The Challenge
Several issues were compounding:
- Many employees wrote low-quality reflections that communicated feedback poorly
- There were few ways to learn what "good" looked like while writing
- Some managers introduced bias through inconsistent or unsupported language
- Writing reviews from scratch was time-consuming and cognitively heavy
- Clarity varied widely, even when underlying performance didn't
The result:
Performance conversations were shaped as much by writing ability and habits as by actual performance.
This created inconsistency, hidden bias, and unnecessary friction across the entire process.
The Solution
I designed the QCI Assistant — a structured, conversational system that helps employees and managers write stronger reflections before they submit them.
Instead of acting as writing automation tool, the assistant:
- checks inputs against HubSpot's performance quality criteria
- identifies gaps in clarity, evidence, and alignment
- guides users to improve their own responses
The goal wasn't to generate better writing for people.
It was to help them produce better thinking, expressed more clearly.
Demo Walkthrough
The video below walks through the manager version of the QCI Assistant end-to-end — from onboarding through draft, revision, coaching check, and consistency review.
How It Works
The assistant is embedded alongside the existing QCI workflow and mirrors the same structure, so it feels familiar and easy to adopt.
1. Guided or fast-track input
Users can either:
- answer structured reflection questions step-by-step, or
- paste in a draft they've already written
This supports both first-time writers and experienced users.
2. Review against quality criteria
The system evaluates responses against defined standards, such as:
- clarity and specificity
- use of evidence
- alignment with performance expectations
- completeness across questions
3. Targeted coaching
Instead of rewriting the response, the assistant:
- highlights gaps or inconsistencies
- provides a small number of focused suggestions
- asks follow-up questions to help the user improve their draft
Users revise the content themselves, reinforcing the standard over time.
4. Optional support for deeper reflection
Additional features extend the experience without making it heavier:
- coaching prompts to prepare for the performance conversation
- consistency checks across multiple employees (for managers)

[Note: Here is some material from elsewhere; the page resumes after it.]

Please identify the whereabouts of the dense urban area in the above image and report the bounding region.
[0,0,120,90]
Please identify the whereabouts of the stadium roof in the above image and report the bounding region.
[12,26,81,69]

- lightweight templates for ongoing performance notes
These are available when needed, but not required.
Key Design Decisions
This system sits close to real career outcomes, so the design had to prioritize clarity, fairness, and trust.
1. Teach standards through use
Most review guidance lives in documentation that people don't revisit.
Here, the standards are embedded directly into the experience. Users learn what "good" looks like by applying it in context, not reading about it.
2. Don't let AI override the user
It would be easy for the system to rewrite vague or biased input into something polished.
That would improve outputs, but hide the underlying issue.
Instead, the assistant surfaces weak or unclear thinking and asks the user to strengthen it. This keeps ownership with the user and builds skill over time.
3. Mirror the real workflow
The assistant follows the same structure as the QCI form and aligns to existing processes (including edge cases like underperformance).
This reduces friction and ensures outputs are directly usable without translation.
4. Use structure to reduce bias
Features like cross-employee consistency checks help managers catch unintended differences in tone or evaluation across similar performance.
Rather than trying to "solve bias," the system makes it more visible and correctable.
Tradeoffs
- Clarity over speed
A guided flow adds friction, but reduces ambiguity in a high-stakes context - Learning over automation
Avoiding auto-rewrites preserves skill development and fairness - Consistency over flexibility
Structured inputs improve comparability across employees - Support over authority
The system guides decisions without making them
Impact
- ~2,600 users in the first month
- Over 50% of QCI participants engaged
- Became a top-used internal AI tool during rollout
More importantly:
Partnering with People Analytics, we validated that the system raised the quality of weaker reflections without degrading strong ones. That outcome matters more than adoption.
Why This Compounds
The assistant is designed for repeated use across performance cycles.
Each time, users get feedback on:
- clarity of communication
- strength of evidence
- alignment with expectations
Over time, the goal is not reliance on the tool — it's internalization of the standard.
Better inputs lead to better conversations. Better conversations lead to better decisions.
What This Shows About My Work
This project reflects how I approach AI systems:
- Identifying gaps from real behavior and turning them into scalable solutions
- Embedding support directly into moments that matter
- Designing for both individual improvement and organizational consistency
- Building systems that strengthen judgment, not replace it
The QCI Assistant started as a simple intervention in one workflow.
It became a foundation for improving how performance is understood and communicated across the organization.